Die Konversation war beendet. Es war alles gesagt, was zu sagen war. Der Plan klang in der Theorie einfach, doch es umzusetzen, das machte Toivo Angst. Er hatte Angst davor, sich endgültig auf die Seite von Jester zu stellen. Und er wusste nicht, ob er das konnte. Er blickte auf den Hinterkopf von Jester. Er konnte sich kaum vorstellen, wie es sich für ihn anfühlte. Seine einzigen Mitstreiter waren zwei Hochverräter. Und er selbst wusste nicht, ob er am Ende doch den König alarmierte. Wahrscheinlich war das der Grund, weshalb er mit Tainja zusammen gehen musste. Denn sie würde es nicht mehr tun, nicht nach allem, was sie für ihn getan hatte.
Toivo hörte auf sich zu fragen, wie lang der Tunnel war. Es kam ihm vor wie eine halbe Ewigkeit, in der er durch die Dunkelheit tappte und nicht wusste, wo er war und wohin er lief. Immer wieder stolperte er über lose Steine und musste sich sowohl an den rauen Steinwänden wie auch an Jester festhalten, um nicht hinzufallen.
Es verging Stunde um Stunde, bis Jester stehen blieb. »Wir sind da«, gab er hörbar erleichtert noch sich. »Seid ihr bereit? Weiß jeder, was zu tun ist? Sollte jemand auf der anderen Seite warten, haben wir den Überraschungsmoment und überwältigen sie sofort.«
Mit Schwung riss der die Tür auf, die zu Toivos Verwirrung keine Verzauberung auf sich trug. Zumindest keine fürs Auge ersichtliche. Der Raum war anders, als Toivo es sich vorgestellt hatte. Keine Wesen in Sicht. Nur hunderte Bücher gestapelt auf dem Boden, an den Wänden, auf den Schränken und dem großen Schreibtisch mitten im Zimmer. Auf Jesters Gesicht spiegelte sich Glück wider. Nostalgie. Und als wäre er wieder jung und zuhause, dort wo er immer hingehört hatte.

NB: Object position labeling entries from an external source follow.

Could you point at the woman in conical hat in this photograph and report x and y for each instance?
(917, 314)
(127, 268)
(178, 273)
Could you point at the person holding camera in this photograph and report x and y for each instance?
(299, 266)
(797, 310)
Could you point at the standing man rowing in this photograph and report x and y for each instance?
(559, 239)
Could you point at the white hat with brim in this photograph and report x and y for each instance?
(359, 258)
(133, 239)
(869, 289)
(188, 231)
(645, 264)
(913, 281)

»Es ist noch genauso wie früher, kannst du dir das vorstellen? Hier ist noch alles, alles, ich- ich-« Jester brach ab und mit dem größten Lächeln, welches Toivo jemals gesehen hatte, drehte er sich zu Tainja um.
»Ja, es ist ein bisschen wie nach Hause kommen. Ich habe persönlich dafür gesorgt, dass nichts entfernt wird. Immer und immer wieder wollten sie es ausleeren, aber mit ein wenig Macht, bekommt man was man will. Und ich konnte das nicht zulassen, weil es manchmal mein Rückziehort war, wenn es mir nicht gut ging. Das ist irgendwie peinlich, aber manchmal habe ich gehofft, dass du doch wieder hier auftauchst und mir ins Gesicht lachst. Dass du wieder nach Hause kommst und wir wieder wie früher sein können. Der Gedanke war aber nie länger als ein paar Sekunden da, ich konnte es mir nicht erlauben.«
Jester strahlte noch breiter. »Ich bin wirklich zurückgekommen. Nach all diesen Jahren stehe ich doch wieder hier. Und es ist wie damals. Nur mit einer Person zu viel.« Seine Augen zuckten kurz zu Toivo, der sich erneut fehl am Platz fühlte.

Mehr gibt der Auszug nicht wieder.